While historically “haunted” mansions, asylums, and cemeteries are abundant throughout the United States, they become fewer and further between as the landscape changes from well-developed, metropolitan cities in the East to the vast, open plains of the West. There, abandoned “ghost towns” populate the prairie fields and deserts, serving as a reminder of a not-so-distant past. These empty cities can now be seen in Ghost Towns of Arizona: Photography of Kurt Wenner on view at the Pueblo Grande Museum and Archeological Park in Phoenix, Arizona.
In the collection of over forty photographs, each featured town is recognizable for its specific purpose—mining, lumbering, agriculture, or trading post, among other uses, but they are all silently abandoned. Often mineral deposits would peter out, forests for lumber would slowly be cut to nothing, or a river would change course, eliminating a power supply and leaving the area uninhabitable. Once the area’s main resources disappeared, so did the inhabitants.
“Kurt was interested in documenting these abandoned towns because he saw what was happening to them,” curator Holly Young tells The Daily Beast. “They were being vandalized and pulled down. They were basically being stolen.”
Beginning in the mid-nineties, Wenner spent over a decade traversing the often rough Arizona landscape seeking out the rapidly deteriorating settlements. “A lot of the towns that he took pictures of are no longer there,” Young adds.
Arizona is one of the few states known for its abundance of ghost towns with over 350 documented settlements. According to the exhibition’s press release, “most ghost towns in Arizona are unprotected and vulnerable to vandalism, looting, and, of course, the decay brought about by the elements and time,” causing many of the once burgeoning Western settlements to almost—if not completely—disappear.
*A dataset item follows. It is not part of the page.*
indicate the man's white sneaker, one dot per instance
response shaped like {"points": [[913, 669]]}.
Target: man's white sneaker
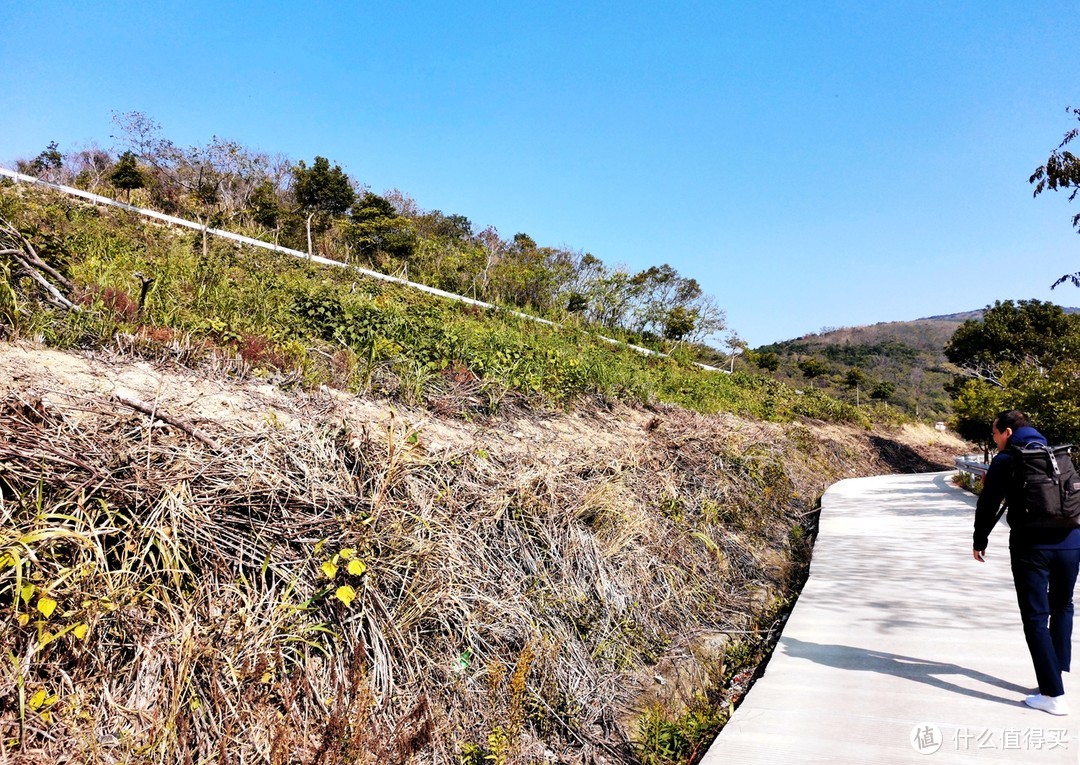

Along with graffiti and the occasional destruction of buildings, vandals would even go so far as looting graves—which Wenner stumbled upon while photographing the town of Swansea, located in a vast, desolate area of western Arizona. Digging up caskets, these looters were in search of coins, buttons, and other possessions that may have been buried with the deceased.
The Pueblo Grande Museum and Archeological Park has a settlement history of its own. The ancient Hohokam people, known for their extensive canal systems, settled in the area some 1,500 years ago before abandoning the land in 1450. Since 1924 when it was donated to the city of Phoenix, the area has acted as a public park, museum space, and archeological warehouse, preserving the city and the state’s history.
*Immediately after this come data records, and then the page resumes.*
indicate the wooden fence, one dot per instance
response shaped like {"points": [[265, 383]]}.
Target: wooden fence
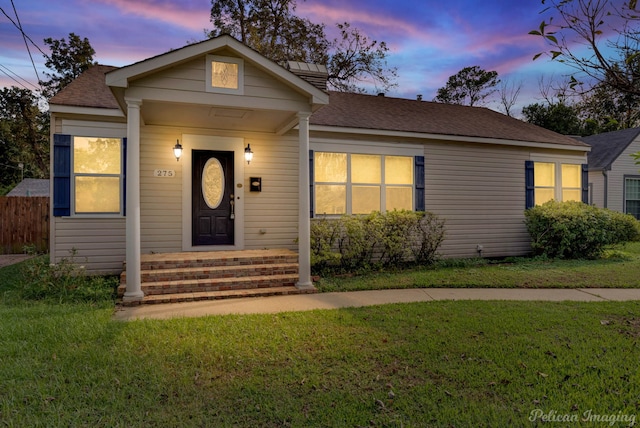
{"points": [[24, 221]]}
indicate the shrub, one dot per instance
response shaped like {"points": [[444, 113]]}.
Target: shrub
{"points": [[356, 243], [65, 281], [575, 230]]}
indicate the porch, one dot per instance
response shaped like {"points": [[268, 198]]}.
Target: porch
{"points": [[195, 276]]}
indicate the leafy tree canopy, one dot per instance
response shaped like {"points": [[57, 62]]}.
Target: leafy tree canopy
{"points": [[272, 28], [67, 60], [470, 86], [610, 31]]}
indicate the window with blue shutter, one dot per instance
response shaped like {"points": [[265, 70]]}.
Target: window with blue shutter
{"points": [[94, 183], [530, 189], [419, 172], [61, 175]]}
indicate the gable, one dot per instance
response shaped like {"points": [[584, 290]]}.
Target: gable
{"points": [[606, 148]]}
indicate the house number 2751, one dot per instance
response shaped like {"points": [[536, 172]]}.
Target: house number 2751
{"points": [[164, 173]]}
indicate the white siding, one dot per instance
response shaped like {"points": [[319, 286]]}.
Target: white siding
{"points": [[624, 165], [190, 78], [480, 193], [99, 242]]}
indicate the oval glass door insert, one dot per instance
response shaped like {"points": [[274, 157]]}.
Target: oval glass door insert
{"points": [[213, 183]]}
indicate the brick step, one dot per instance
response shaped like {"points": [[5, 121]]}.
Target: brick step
{"points": [[216, 259], [217, 295], [214, 284], [192, 273]]}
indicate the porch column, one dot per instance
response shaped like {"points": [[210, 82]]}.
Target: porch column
{"points": [[134, 289], [304, 222]]}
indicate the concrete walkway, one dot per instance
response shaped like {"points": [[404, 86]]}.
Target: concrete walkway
{"points": [[306, 302]]}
The facility not only acts as the archeological site museum, but it is also as a repository for archeological collections from the city of Phoenix. Whenever street work is happening or a bridge is being built, excavation work is routinely done and any artifacts found are promptly added to the museum’s growing collection.
Ghost Towns of Arizona: Photography of Kurt Wenner is on display at the Pueblo Grande Museum and Archeological Park in Phoenix, Arizona until August 30.